In Situ Vapor-Phase Halide Exchange of Patterned Perovskite Thin Films

Abstract

Metal halide perovskites (MHPs) exhibit optoelectronic properties that are dependent on their ionic composition, and the feasible exploitation of these properties for device applications requires the ability to control the ionic composition integrated with the patterning process. Herein, the halide exchange process of MHP thin films directly combined with the patterning process via a vapor transport method is demonstrated. Specifically, the patterned arrays of CH3NH3PbBr3 (MAPbBr(3)) are obtained by stepwise conversion from polymer-templated PbI2 thin films to CH3NH3PbI3 (MAPbI(3)), followed by halide exchange via precursor switching from CH3NH3I to CH3NH3Br. It is confirmed that the phase transformation from MAPbI(3) patterns to MAPbBr(3) shows time- and position-dependences on the substrate during halide exchange following the solid-solution model with Avrami kinetics.
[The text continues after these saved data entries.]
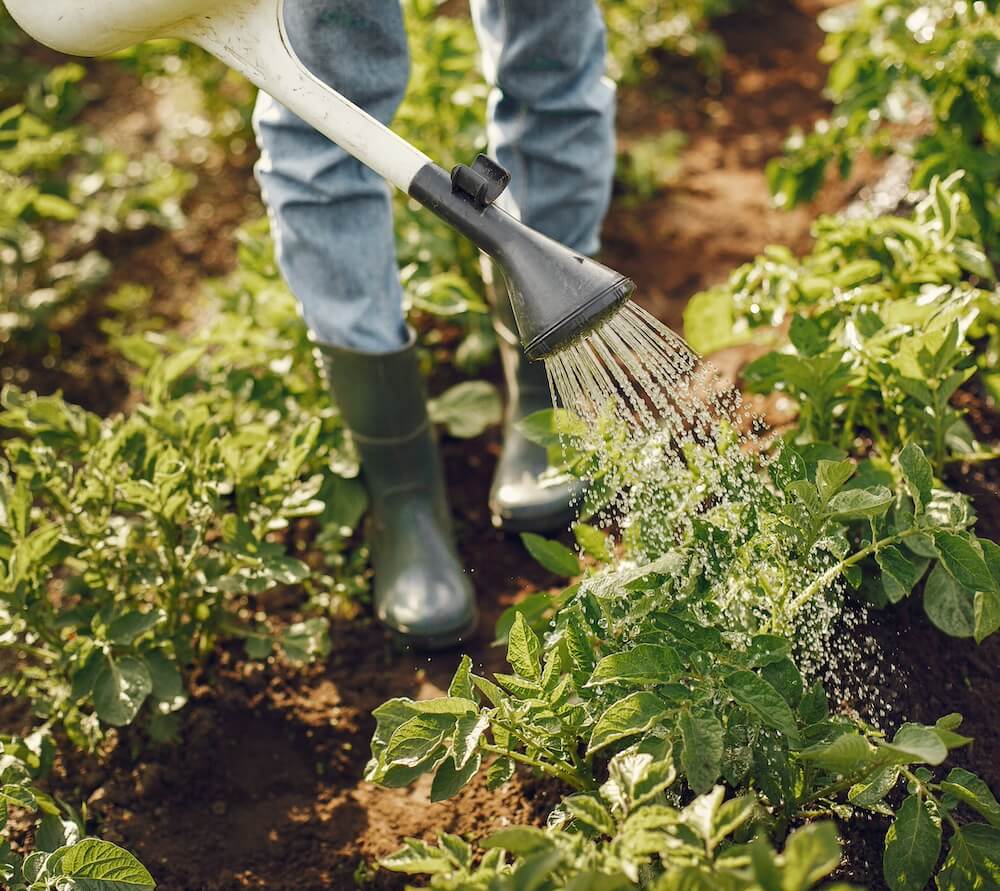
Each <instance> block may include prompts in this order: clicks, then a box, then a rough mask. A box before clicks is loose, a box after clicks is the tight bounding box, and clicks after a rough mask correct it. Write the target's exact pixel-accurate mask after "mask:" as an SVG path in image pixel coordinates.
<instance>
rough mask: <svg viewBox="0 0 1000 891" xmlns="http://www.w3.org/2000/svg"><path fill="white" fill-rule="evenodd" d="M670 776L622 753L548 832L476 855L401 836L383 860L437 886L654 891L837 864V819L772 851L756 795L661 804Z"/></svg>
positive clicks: (483, 845)
mask: <svg viewBox="0 0 1000 891" xmlns="http://www.w3.org/2000/svg"><path fill="white" fill-rule="evenodd" d="M676 776H677V774H676V771H675V770H674V767H673V764H672V763H671V762H670V761H669V760H667V761H656V760H655V759H654V757H653V755H651V754H649V753H634V752H626V753H622V754H621V755H618V756H616V757H615V758H613V759H612V760H611V762H610V764H609V766H608V779H607V781H606V782H605V783H603V784H602V785H601V787H600V788H599V789H598V790H597V791H595V792H589V793H583V794H578V795H571V796H569V797H568V798H566V799H565V800H564V801H563V803H562V804H561V805H560V806H559V808H558V810H557V811H555V812H554V813H553V815H552V819H551V820H550V822H549V826H548V827H547V828H546V829H545V830H541V829H536V828H534V827H529V826H515V827H511V828H508V829H501V830H500V831H498V832H495V833H494V834H493V835H491V836H489V837H487V838H486V839H484V840H483V841H482V842H481V844H480V845H479V846H478V849H479V850H477V851H474V849H473V847H472V846H471V845H470V844H469V843H467V842H466V841H464V840H463V839H461V838H458V837H457V836H453V835H448V834H441V835H440V837H439V843H438V845H437V846H436V847H434V846H431V845H428V844H427V843H426V842H423V841H420V840H419V839H407V841H406V845H405V846H404V847H403V848H402V849H401V850H400V851H398V852H397V853H396V854H394V855H392V856H390V857H387V858H385V859H384V860H383V861H382V865H383V866H384V867H385V868H387V869H390V870H392V871H394V872H402V873H409V874H428V875H430V877H431V881H430V887H431V888H435V889H440V891H466V889H483V891H487V889H489V891H519V889H521V888H524V887H526V886H527V885H529V883H532V882H534V883H536V884H535V885H534V887H538V884H537V883H538V882H539V881H541V882H543V883H544V884H543V885H542V887H556V888H607V889H628V888H633V887H635V884H636V883H637V882H640V881H642V880H644V879H645V880H648V879H649V877H651V876H652V875H655V874H657V873H658V874H659V875H658V878H657V881H656V884H655V887H656V888H713V889H714V888H727V889H743V888H745V889H752V888H759V887H774V888H782V889H789V891H793V889H794V891H805V889H807V888H812V887H814V886H815V885H816V884H817V883H818V882H820V881H821V880H822V879H823V878H825V877H826V876H827V875H829V874H830V873H831V872H832V871H833V870H834V869H836V867H837V864H838V863H839V862H840V853H841V852H840V843H839V840H838V838H837V832H836V829H835V827H834V826H833V824H831V823H829V822H822V823H812V824H809V825H807V826H804V827H802V828H801V829H797V830H796V831H795V832H793V833H792V834H791V835H790V836H789V837H788V840H787V842H786V844H785V848H784V850H783V851H782V852H781V853H777V852H776V851H775V850H774V849H773V848H772V847H771V846H770V844H769V843H768V841H767V838H766V836H765V835H764V834H763V832H761V831H760V822H759V821H760V817H761V813H762V810H761V806H760V803H759V802H758V801H757V800H756V799H755V797H754V796H753V795H744V796H742V797H740V798H733V799H729V800H728V801H726V800H725V790H724V789H723V787H722V786H715V787H714V788H713V789H712V790H711V792H708V793H706V794H704V795H700V796H698V797H697V798H695V799H694V800H693V801H691V802H690V803H689V804H688V805H687V806H685V807H683V808H679V807H675V806H671V805H670V804H668V803H666V802H667V800H668V796H670V795H671V794H672V793H673V792H674V790H673V788H672V786H673V783H674V781H675V779H676ZM755 830H756V834H755ZM654 862H655V863H656V864H657V865H656V867H654V866H653V863H654ZM835 887H838V886H835ZM839 887H840V888H842V889H843V888H846V887H847V886H844V885H841V886H839Z"/></svg>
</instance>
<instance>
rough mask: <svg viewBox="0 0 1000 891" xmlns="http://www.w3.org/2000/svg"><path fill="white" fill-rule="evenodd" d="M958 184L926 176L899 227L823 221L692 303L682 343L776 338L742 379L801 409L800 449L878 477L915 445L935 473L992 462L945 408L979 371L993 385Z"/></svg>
mask: <svg viewBox="0 0 1000 891" xmlns="http://www.w3.org/2000/svg"><path fill="white" fill-rule="evenodd" d="M961 182H962V178H961V175H960V174H955V175H953V176H952V177H949V178H948V180H935V181H934V183H933V185H932V189H931V193H930V194H929V195H928V197H927V198H926V199H925V200H924V201H923V202H921V204H920V206H919V207H918V208H917V210H916V211H915V214H914V216H913V217H912V218H909V219H908V218H904V217H880V218H876V219H867V218H861V219H850V220H844V219H838V218H833V217H824V218H822V219H820V221H819V222H818V223H817V224H816V227H815V232H816V235H817V242H816V246H815V248H814V249H813V251H812V252H811V253H810V254H809V255H808V256H806V257H804V258H803V259H801V260H799V259H796V258H795V257H794V256H793V255H792V254H791V253H790V252H789V251H787V250H786V249H784V248H779V247H775V248H769V249H768V251H767V252H766V253H765V254H764V255H763V256H761V257H759V258H757V260H755V261H754V262H753V263H750V264H747V265H745V266H743V267H741V268H740V269H738V270H737V271H736V272H734V273H733V274H732V276H730V278H729V281H728V282H726V283H725V284H723V285H720V286H718V287H716V288H713V289H711V290H709V291H706V292H704V293H702V294H699V295H697V296H696V297H694V298H693V299H692V301H691V303H690V305H689V306H688V309H687V311H686V313H685V332H686V334H687V336H688V338H689V340H690V342H691V343H692V345H693V346H694V347H695V348H696V349H698V350H700V351H703V352H711V351H713V350H716V349H719V348H721V347H725V346H729V345H732V344H734V343H741V342H744V341H746V340H748V339H749V338H751V337H756V336H759V335H761V334H764V335H765V336H766V335H767V331H768V330H771V331H774V330H775V329H777V330H780V331H787V343H786V344H785V345H784V346H782V347H781V348H780V349H779V350H776V351H775V352H772V353H769V354H768V355H766V356H764V357H762V358H760V359H758V360H756V361H755V362H753V363H751V364H750V365H749V366H748V367H747V368H745V369H744V372H743V375H744V380H745V382H746V384H747V385H748V386H749V388H750V389H751V390H754V391H756V392H761V393H770V392H774V391H776V390H777V391H781V392H784V393H787V394H788V395H789V396H791V397H792V398H793V399H794V400H795V401H796V402H797V403H798V405H799V412H800V415H799V422H798V429H797V430H796V431H795V433H794V439H795V441H796V442H797V443H800V444H802V443H809V444H813V445H818V444H822V443H826V444H830V445H833V446H835V447H836V448H838V449H841V450H844V451H847V452H851V453H853V454H858V455H860V454H868V453H870V455H871V457H872V459H873V460H874V461H875V462H876V463H878V464H880V465H882V467H883V468H885V467H886V465H887V463H888V462H891V460H892V457H893V455H895V454H897V453H898V452H899V451H900V450H901V449H902V447H903V446H904V445H905V444H906V443H908V442H913V443H915V444H918V445H920V446H921V447H922V448H923V449H924V450H925V451H926V453H927V455H928V457H929V458H930V460H931V463H932V466H933V469H934V472H935V474H936V475H937V476H938V477H939V478H940V477H941V476H942V475H943V474H944V471H945V469H946V468H947V466H948V465H949V464H953V463H956V462H958V461H973V462H975V461H981V460H986V459H989V458H991V457H993V456H994V453H993V452H992V451H991V450H990V449H989V448H984V447H982V446H980V445H979V444H978V443H976V442H975V440H974V438H973V435H972V432H971V431H970V429H969V427H968V425H967V424H966V423H965V421H964V420H963V419H962V417H961V413H960V412H959V411H958V410H956V409H955V408H954V407H953V405H952V403H951V397H952V396H953V395H954V393H955V391H956V390H957V389H958V388H959V387H960V386H962V385H963V384H965V383H966V382H967V381H969V380H970V378H972V377H973V375H975V374H976V372H977V365H978V366H979V367H980V368H981V369H982V380H983V381H984V383H985V384H986V385H987V386H989V385H990V383H991V381H992V380H993V378H994V377H995V374H994V372H993V369H992V367H991V365H992V362H993V359H994V356H995V354H996V350H997V344H998V341H997V337H998V331H1000V328H998V327H997V325H998V321H1000V291H998V290H997V289H995V287H994V283H995V274H994V272H993V268H992V266H991V264H990V262H989V260H988V259H987V258H986V255H985V253H984V250H983V247H982V243H981V241H980V240H979V237H978V227H977V225H976V222H975V219H974V218H973V217H972V215H971V213H970V210H969V206H968V203H967V201H966V198H965V196H964V194H963V193H962V192H961V191H960V184H961ZM775 336H776V338H777V339H778V341H779V343H780V342H781V340H783V339H784V337H783V336H780V335H777V334H776V335H775Z"/></svg>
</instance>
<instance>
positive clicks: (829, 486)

The photodetectors fabricated from the completely exchanged MAPbBr(3) patterns display exceptional air stability and reversible detectivity from "apparent death" upon removing the adsorbed impurities, thereby suggesting the superior structural stability of perovskite patterns prepared through vapor-phase halide exchange. The results demonstrate the potential of chemical vapor deposition patterning of MHP materials in multicomponent optoelectronic device systems.